From Harry Mathis: I'm doing my best to stay in the running as the last to retire from active duty, but I had a 9 year reserve hiatus from 1980-1989. That being said, my mandatory retirement date is 30 Apr 2014 when I will hit 30 years of active duty. Good luck, Harry–we’re rooting for you!
Bill Murray joined grandparenthood and is loving it. John Kearns brags that he and Nance have “graduated” to the ranks of empty nesters; congratulations, Jake, and may your boomerangs may be few!
We’re much too young to feel this d*** old: Larry Bryant allowed surgeons to test their skills on his back; Bill Murray got a hernia lifting weights like a 25-year-old and went under the knife to fix it. Dave Clough and Paul Lotakis provided an update on Mark Shope, with one of Mark’s partners saying “physically and mentally he is doing great. He has completed all the surgery and radiation treatments. He is undergoing a fairly mild form of chemo for 5 days each month for 6 months. To look at him, you would not know he has been ill. He will be undergoing surveillance MRI's every 3 months looking for recurrence.” I’m sure there are others, and we all wish you the quickest recoveries and best outcomes.
Jim Dearien reported in from the DFW area, flies the Pink Jet for breast cancer awareness with Delta out of ATL, and sent this picture of him and wife Julie at a Rangers game. The Rangers are doing so well this year, they may make the playoffs; we’ll know by the time you read this.
Rod Kallman flies for FedEx and was elected President of the Las Vegas chapter of the AOG. Rick Townsend’s son, Andrew, flies some kind of spy plane, and will be flying a different spy plane soon–he may have the CIA on my tail if the details get out, but you can probably guess, too.

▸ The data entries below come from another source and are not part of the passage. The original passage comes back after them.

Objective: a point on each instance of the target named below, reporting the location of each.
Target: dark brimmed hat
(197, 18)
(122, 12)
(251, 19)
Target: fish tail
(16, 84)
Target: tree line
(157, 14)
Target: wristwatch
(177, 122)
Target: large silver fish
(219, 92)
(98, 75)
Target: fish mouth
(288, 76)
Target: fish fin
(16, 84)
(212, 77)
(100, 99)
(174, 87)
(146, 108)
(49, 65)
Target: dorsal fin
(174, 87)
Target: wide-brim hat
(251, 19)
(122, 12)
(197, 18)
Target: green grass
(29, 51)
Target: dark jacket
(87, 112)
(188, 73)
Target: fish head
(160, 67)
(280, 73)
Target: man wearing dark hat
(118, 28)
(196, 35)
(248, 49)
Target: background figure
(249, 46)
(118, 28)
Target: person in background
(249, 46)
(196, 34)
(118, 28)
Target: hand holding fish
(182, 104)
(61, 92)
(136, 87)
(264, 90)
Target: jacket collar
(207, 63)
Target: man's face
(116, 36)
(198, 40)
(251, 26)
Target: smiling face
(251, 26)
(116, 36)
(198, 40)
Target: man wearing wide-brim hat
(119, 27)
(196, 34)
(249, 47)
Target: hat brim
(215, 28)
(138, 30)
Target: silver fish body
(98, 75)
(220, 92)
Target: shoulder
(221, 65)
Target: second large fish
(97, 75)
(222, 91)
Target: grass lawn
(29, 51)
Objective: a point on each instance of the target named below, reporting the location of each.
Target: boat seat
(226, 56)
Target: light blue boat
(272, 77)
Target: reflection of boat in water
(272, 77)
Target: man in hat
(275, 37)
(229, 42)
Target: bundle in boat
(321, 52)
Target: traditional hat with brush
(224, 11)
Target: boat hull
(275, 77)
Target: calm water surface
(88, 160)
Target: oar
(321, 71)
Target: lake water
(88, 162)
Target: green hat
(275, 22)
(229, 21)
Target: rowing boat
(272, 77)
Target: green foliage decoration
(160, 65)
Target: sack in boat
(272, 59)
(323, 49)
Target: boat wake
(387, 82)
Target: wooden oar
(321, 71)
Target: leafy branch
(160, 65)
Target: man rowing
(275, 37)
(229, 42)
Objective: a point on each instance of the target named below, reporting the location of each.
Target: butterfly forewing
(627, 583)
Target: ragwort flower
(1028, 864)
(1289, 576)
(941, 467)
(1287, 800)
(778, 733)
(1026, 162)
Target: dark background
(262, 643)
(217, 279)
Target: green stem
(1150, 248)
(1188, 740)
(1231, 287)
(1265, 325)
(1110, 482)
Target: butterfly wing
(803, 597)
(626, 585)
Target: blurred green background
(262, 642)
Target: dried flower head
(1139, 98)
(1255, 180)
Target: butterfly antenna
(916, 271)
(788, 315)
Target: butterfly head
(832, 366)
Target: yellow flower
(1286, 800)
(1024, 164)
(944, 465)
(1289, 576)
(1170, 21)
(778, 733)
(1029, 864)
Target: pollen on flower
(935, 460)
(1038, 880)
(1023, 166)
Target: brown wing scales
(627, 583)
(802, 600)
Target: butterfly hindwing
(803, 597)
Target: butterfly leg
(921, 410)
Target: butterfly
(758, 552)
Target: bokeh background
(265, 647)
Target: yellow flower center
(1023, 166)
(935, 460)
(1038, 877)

This picture of a memorial to GBNF Chuck Nystrom is too good to leave out. You may recall, Chuck was hit by a bus on his way to work in Tucson. The upper bar reads, “We love and miss you,” and the sign below says “Forever May You Fly.” Both motions seconded!
Someone blamed the dearth of Notes to Class on Jim Carlson’s “forgetting who his real dependents are.” It’s OK, Jim–we understand. Jim responds that rumors of his demise are greatly exaggerated...
Until next quarter, or the reunion, see you around the campus!